Wednesday, 08 February 2012

  • I've Got Baby Fever!


    I am 22 and married. My husband and I have only been married a little over 6 months (together 3 years.) He is 24 and works as a police officer. We do fine financially, we pay the bills and such, but have a very modest savings account, though we are reforming our spending ways for the better. We have a house we rent in a nice area with a ton of extra space (we use the second living area as an office and have two empty bedrooms that we basically just store junk in.) We're within ten minutes of both our parents (both our Mom's are retired and at home), who would all be pretty excited at the prospect of a little one and be happy to help with free babysitting.


    Though there are hang-ups, which make me feel as if this baby fever is a battle between my head and my heart!



    I am only halfway through nursing school, with two years left. Obviously time-wise and financially that can be a tough strain without a baby, let alone with one. We would still like to travel and buy new cars and a house and furniture. I know that a baby and those things are not mutually exclusive, but they certainly are harder to attain at the same time. But on the one hand they are just material things, and isn't family and love more important?

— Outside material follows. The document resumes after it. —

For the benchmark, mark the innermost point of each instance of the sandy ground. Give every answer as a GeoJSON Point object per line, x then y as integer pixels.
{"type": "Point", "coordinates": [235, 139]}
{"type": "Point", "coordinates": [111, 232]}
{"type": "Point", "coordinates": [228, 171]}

    And on that other hand it's a baby! Material things are important! What if our car went out? We are responsible, but at the moment we don't have the cash to just go out and buy a new one just like that? Anyone have any words of wisdom as to what to listen to? Heart or head?
    (P.S. as for my husband. He would like to wait until after I'm done with school, but I know that if I really wanted this and really talked to him about it he would be on board. I've been neglecting to mention it too much because I'm embarrassed by the suddenness and ferocity in which this fever has taken hold!)

Comments (27)

  • ShamrockLover@xanga

    You should finish school.  You are only 22 years old...just enjoy your husband and being married!!  I had my first baby at 28 and i love that i waited.  I have my education and we are financially stable enough for me to stay at home.  I also don't feel like i missed out on anything because i did what i wanted to do in my early 20's.  A baby is wonderful thing, but why rush it.

  • TiPrometto@xanga

    You're still young. You really should finish school and enjoy your life as a married couple without children. Do all the things you want to do now, because it really isn't easy to do all those things once you have kids.

    Travel.

    Buy things just because you can or you want to.  Go out to dinner on a whim with friends.  Enjoy sleeping in.  Buy a house. See a midnight movie.  Doing any of that after kids is nearly impossible.  I had my first at 21, my next at 23...and it was far too young. I didn't get to experience my age or life or finish school then because I was having to take care of a baby and a house. I love my children dearly, but I really wish I would have waited until I was older to have them. 

  • storyofmylife87@xanga

    Diddo to what Kat and Kelly said. I had my babies young too. Enjoy being married without kids for awhile! ;)  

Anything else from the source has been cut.